Install and locate the entry files

For latex-posters install, add the skill with:
npx skills add K-Dense-AI/claude-scientific-skills --skill latex-posters

After install, start with scientific-skills/latex-posters/SKILL.md, then read references/README.md for the package and template guidance the skill actually depends on. If you are adapting it into another repo, check any included template .tex files before asking the model to generate new content.

Give the skill the right input

The strongest latex-posters usage starts with a brief that contains the poster size, audience, topic, package preference if any, and the exact sections you need. Good inputs include content density and constraints, not just “make a poster.” For example: title, abstract, 3 key results, 2 figures, affiliation block, required size, and whether the output must compile with pdflatex, xelatex, or lualatex.

Use a prompt that reduces layout guesswork

A useful latex-posters guide prompt should say what must be preserved and what can be compressed. For example: “Create an A0 portrait poster for a neuroscience conference using beamerposter; prioritize one main result figure, keep methods to 4 bullets, include 6 references max, and avoid overflow.” That gives the skill enough structure to make layout decisions instead of inventing them.

Build the poster in two passes

First, ask for a content-to-layout plan or section outline; then ask for the LaTeX poster itself. This works especially well for latex-posters for UI Design when your real need is visual communication: you can test hierarchy, spacing, and color balance before committing to code. If you already have figures, provide filenames, aspect ratios, and captions so the skill can place them realistically.

latex-posters skill FAQ

Is latex-posters only for academics?

No. The latex-posters skill is aimed at research and scientific posters, but it also works for technical demos, lab open houses, internal showcases, and standards-driven communication where LaTeX output is preferred.

Do I need to know LaTeX first?

Basic LaTeX familiarity helps, but you do not need to be an expert to use latex-posters well. The bigger requirement is that you can supply accurate content and formatting constraints. If your source material is still evolving, the skill can help structure it, but the final output will be stronger once the sections and figures are settled.

When should I not use this skill?

Skip latex-posters if you want a casual marketing poster, social media graphic, or fully freeform visual design. It is also a poor fit if you do not want to manage compilation, page size, or figure preparation, since those are central to the workflow.

How does it compare to a normal prompt?

A normal prompt may produce a plausible poster outline, but latex-posters is better when you need package-aware structure, full-page sizing, and fewer layout surprises. It is especially useful when the final artifact must compile cleanly and survive print-scale viewing.

How to Improve latex-posters skill

Give fewer ideas, but better ones

The best way to improve latex-posters output is to narrow the brief to the one message the poster must communicate. Include only the results that matter, the one figure that carries the paper, and the required conference format. Weak inputs usually fail because they try to fit a paper abstract, a lab report, and a poster into one page.

State constraints that affect layout

Tell the skill about logo placement, required sponsors, citation limits, font restrictions, and whether the poster must be portrait or landscape. These details matter because overflow and unreadable text are the most common failure modes in the latex-posters skill, and they are easiest to prevent before generation starts.
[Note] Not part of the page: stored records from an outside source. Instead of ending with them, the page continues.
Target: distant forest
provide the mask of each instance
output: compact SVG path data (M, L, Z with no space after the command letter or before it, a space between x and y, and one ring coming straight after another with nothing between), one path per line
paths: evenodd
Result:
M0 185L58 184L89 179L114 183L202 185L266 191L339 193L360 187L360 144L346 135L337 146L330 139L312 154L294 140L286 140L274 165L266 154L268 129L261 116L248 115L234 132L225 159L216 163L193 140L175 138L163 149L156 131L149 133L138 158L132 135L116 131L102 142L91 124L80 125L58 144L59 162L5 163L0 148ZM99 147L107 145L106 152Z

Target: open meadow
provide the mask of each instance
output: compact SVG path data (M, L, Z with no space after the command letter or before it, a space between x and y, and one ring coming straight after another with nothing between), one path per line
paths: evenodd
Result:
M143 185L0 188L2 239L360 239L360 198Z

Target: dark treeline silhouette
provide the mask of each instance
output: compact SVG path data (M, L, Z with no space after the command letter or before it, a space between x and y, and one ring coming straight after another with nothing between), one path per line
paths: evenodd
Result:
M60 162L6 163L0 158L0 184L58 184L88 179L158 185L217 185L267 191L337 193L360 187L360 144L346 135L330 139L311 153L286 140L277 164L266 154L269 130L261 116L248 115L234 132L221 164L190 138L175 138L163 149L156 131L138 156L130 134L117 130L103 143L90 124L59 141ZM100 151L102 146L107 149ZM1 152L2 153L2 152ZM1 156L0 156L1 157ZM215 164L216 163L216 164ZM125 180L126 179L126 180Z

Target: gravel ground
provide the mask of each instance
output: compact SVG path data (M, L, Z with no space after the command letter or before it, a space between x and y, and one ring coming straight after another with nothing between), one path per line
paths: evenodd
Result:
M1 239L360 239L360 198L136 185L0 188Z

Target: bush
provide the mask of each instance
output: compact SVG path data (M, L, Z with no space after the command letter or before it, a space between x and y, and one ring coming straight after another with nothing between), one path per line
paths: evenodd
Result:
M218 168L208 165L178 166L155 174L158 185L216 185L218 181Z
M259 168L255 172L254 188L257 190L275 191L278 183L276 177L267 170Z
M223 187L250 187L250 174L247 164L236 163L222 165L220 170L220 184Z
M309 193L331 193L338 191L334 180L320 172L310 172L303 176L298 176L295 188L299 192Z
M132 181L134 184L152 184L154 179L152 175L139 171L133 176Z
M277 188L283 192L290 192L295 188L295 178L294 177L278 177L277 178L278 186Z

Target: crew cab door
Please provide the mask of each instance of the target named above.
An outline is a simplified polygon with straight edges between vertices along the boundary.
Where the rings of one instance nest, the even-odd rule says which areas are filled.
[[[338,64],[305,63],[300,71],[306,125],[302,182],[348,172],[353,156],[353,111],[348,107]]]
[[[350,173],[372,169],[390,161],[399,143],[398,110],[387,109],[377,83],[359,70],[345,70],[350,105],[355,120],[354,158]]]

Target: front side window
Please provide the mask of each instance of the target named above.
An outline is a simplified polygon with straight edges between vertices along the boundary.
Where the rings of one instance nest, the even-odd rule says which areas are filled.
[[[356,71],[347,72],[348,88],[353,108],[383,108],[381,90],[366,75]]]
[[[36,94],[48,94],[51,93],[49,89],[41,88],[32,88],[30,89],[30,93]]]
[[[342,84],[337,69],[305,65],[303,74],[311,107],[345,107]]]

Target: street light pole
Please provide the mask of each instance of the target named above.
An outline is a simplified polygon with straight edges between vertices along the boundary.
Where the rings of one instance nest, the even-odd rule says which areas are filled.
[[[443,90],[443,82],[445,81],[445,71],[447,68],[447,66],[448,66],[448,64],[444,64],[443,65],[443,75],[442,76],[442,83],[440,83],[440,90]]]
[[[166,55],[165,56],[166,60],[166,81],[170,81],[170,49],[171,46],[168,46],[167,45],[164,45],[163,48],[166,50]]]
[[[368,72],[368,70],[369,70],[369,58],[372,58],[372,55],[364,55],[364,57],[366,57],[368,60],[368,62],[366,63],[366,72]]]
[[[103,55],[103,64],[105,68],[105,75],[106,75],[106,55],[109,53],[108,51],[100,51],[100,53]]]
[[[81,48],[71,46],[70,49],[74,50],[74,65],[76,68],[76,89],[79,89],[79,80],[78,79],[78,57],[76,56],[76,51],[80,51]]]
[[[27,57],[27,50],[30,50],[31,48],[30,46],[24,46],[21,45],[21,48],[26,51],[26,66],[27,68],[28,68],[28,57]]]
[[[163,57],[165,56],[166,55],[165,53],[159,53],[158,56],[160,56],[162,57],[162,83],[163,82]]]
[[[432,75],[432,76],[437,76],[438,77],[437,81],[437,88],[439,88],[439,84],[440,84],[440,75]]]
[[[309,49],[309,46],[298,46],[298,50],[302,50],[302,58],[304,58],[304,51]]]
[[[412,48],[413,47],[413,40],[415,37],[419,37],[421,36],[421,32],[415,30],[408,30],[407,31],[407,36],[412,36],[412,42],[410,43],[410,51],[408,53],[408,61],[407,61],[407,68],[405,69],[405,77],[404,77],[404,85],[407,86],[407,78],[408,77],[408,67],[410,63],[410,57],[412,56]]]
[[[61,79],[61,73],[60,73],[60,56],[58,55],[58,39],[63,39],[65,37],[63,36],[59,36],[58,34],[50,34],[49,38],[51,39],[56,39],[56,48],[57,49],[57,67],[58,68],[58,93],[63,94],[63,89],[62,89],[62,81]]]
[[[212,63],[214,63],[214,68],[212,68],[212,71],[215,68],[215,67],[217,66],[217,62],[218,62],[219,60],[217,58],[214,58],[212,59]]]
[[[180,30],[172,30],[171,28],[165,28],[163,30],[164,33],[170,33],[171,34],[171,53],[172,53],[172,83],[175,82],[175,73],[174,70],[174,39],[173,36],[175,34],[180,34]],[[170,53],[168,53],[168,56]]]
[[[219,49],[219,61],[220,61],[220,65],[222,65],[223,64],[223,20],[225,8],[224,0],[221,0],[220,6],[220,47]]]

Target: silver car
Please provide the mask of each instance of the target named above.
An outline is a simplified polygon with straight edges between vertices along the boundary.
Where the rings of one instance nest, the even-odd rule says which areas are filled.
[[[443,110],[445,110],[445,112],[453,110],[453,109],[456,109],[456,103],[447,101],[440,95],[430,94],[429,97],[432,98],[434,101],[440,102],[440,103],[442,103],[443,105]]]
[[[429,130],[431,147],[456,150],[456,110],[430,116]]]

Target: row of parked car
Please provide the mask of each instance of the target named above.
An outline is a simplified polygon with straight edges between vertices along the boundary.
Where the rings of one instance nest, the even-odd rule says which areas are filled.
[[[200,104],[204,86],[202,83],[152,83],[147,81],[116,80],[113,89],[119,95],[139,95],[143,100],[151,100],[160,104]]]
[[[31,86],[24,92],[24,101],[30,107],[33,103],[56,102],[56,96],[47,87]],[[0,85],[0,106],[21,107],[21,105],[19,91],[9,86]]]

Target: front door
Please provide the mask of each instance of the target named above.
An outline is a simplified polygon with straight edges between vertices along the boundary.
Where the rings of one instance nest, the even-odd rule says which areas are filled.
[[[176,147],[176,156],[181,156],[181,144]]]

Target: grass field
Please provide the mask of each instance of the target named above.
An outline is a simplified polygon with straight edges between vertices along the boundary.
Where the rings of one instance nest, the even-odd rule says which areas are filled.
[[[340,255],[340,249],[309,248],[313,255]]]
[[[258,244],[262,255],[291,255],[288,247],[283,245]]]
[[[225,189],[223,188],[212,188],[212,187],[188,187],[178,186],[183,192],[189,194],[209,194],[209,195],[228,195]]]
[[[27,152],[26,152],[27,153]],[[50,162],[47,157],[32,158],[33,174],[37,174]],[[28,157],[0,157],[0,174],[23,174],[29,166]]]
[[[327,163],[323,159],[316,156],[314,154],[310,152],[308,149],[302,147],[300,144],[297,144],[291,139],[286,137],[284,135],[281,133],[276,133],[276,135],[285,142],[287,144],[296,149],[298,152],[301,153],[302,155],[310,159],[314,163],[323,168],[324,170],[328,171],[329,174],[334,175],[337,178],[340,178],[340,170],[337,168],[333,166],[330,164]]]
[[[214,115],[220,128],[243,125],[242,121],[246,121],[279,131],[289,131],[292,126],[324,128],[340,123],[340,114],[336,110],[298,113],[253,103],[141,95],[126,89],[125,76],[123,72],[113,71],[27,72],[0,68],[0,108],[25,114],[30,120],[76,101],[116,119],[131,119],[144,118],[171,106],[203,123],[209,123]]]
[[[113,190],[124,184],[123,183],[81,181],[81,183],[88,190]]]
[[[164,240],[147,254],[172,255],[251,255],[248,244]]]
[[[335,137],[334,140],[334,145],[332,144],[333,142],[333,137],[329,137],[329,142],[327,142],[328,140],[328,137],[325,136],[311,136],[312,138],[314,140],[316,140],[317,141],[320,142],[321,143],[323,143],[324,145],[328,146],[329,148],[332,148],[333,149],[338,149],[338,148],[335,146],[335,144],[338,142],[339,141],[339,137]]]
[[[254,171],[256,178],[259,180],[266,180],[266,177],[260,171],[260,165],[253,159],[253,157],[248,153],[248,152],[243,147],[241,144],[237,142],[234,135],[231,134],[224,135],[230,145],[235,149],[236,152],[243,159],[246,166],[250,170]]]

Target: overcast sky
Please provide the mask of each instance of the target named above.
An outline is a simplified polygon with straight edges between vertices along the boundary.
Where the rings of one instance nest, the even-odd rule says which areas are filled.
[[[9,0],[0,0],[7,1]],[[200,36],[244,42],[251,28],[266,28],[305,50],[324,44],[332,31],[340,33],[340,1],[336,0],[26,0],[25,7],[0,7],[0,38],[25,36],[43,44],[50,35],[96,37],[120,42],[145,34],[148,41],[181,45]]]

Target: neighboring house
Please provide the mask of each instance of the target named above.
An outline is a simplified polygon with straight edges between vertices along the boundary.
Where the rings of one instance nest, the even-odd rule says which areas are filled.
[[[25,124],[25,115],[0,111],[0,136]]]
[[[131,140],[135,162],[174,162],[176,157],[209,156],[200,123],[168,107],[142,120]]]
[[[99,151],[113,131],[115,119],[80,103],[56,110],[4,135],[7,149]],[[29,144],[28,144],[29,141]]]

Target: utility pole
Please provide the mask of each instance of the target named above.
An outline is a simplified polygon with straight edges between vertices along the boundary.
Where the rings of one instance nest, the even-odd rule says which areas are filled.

Iterate on hierarchy, not just wording

If the first version is too dense, ask for a stronger headline, shorter methods block, or fewer text-heavy panels instead of only editing sentences. For latex-posters usage, the best improvements usually come from changing visual priority: larger claim, smaller background, clearer figure captions, and more whitespace.

Verify compileability before polishing

After the first draft, compile with your intended engine and check page fit at full scale. If something breaks, feed back the exact error, the oversized section, or the figure causing overflow. That is the fastest path to a stable latex-posters install outcome and a poster that is actually printable.